Stocks continue to fall despite BSEC assurance of price floor continuation
Dhaka and Chattogram stocks continued their fall for the second consecutive session on Monday as investors did not lend an ear to the market regulator's clarification that the price floor is not going to be revoked any time soon.
Investors rushed for profit booking from the stocks that gained much in recent weeks, stockbrokers said.
DSEX, the broad-based index of the Dhaka Stock Exchange (DSE), fell by 0.9% to close at 6,431 points on Monday.
Hitting a 16-week high of 6,585 on Sunday morning, the major stock index faced a sharp selloff amid a rumour that the regulator might revoke the price floor it imposed at the end of July.

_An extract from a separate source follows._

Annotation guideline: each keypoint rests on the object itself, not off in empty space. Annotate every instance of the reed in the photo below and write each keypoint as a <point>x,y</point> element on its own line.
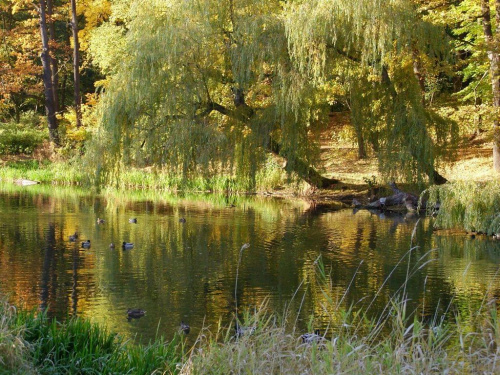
<point>472,206</point>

Professor Shibli Rubayat-Ul-Islam, chairman of the Bangladesh Securities and Exchange Commission (BSEC), on Sunday evening said the commission has no plan to withdraw the floor price.
Echoing the chairman, BSEC Commissioner Shaikh Shamsuddin Ahmed told The Business Standard on Monday, "Anyone talking about this (floor withdrawal) is actually fuelling a rumour."
"The commission is not even thinking about lifting the floor price. It has no plan or intention to lift the floor price in the foreseeable future," he added.
The commissioner suggested investors to not pay heed to any word regarding floor price removal, unless the commission makes such a decision.
Many investors seemed to have been puzzled on Monday and the common question of why the market keeps falling sharply without any update on the price floor arose among them.
Sheltech Brokerage Chief Executive Officer Mesbah Uddin Khan believes profit booking pressure was the main reason and he feels nothing unusual there.
Turnover in the Dhaka bourse rose to an 11-month high of Tk2,296 crore on Sunday, which sharply dropped to Tk1,400 crore on Monday.
In the DSE, 38 scrips advanced, 263 declined, while 68 remained unchanged on Monday.
No sector, except for life insurance, managed to avert contraction in their respective market capitalisation, while paper, service, jute, ceramic, and travel and leisure sectors faced the sharpest fall.
According to a LankaBangla Securities report, the average price-to-earnings (PE) ratio in the DSE stood at 15.35 based on the annualised earnings per share, which was 14.09 based on the last four quarterly earnings of listed firms.
The PE ratio is a widely followed indicator used to learn how expensive stocks are compared to their corporate earnings. The lower the ratio is, the cheaper the stocks are assumed to be.
The average dividend yield in the DSE was 3.33% which reflects how much cash dividend investors are getting against the market price of securities.